본 발명의 또 다른 실시예에 따른 음성 합성 서비스를 제공하는 장치, 단말기 및 방법은, 전자책을 사용자가 원하는 사람의 음성으로 들을 수 있다. In an apparatus, terminal, and method for providing a voice synthesis service according to another embodiment of the present invention, a user can listen to an e-book in the voice of a person desired by the user.

본 발명의 또 다른 실시예에 따른 음성 합성 서비스를 제공하는 장치, 단말기 및 방법은, 돌아가신 분의 생전 음성을 지인들에게 전달할 수 있고, 가족 행사 등에 대한 안내를 음성으로 전달할 수 있다.An apparatus, terminal, and method for providing a voice synthesis service according to another embodiment of the present invention can deliver the voice of a deceased person to acquaintances and deliver information about family events and the like by voice.

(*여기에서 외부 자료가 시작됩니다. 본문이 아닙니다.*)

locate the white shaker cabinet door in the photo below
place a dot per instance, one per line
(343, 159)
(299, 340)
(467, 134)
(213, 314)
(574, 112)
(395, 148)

한편, 본 발명의 효과는 이상에서 언급한 효과들로 제한되지 않으며, 이하에서 설명할 내용으로부터 통상의 기술자에게 자명한 범위 내에서 다양한 효과들이 포함될 수 있다.On the other hand, the effects of the present invention are not limited to the above-mentioned effects, and various effects may be included within the range obvious to those skilled in the art from the description below.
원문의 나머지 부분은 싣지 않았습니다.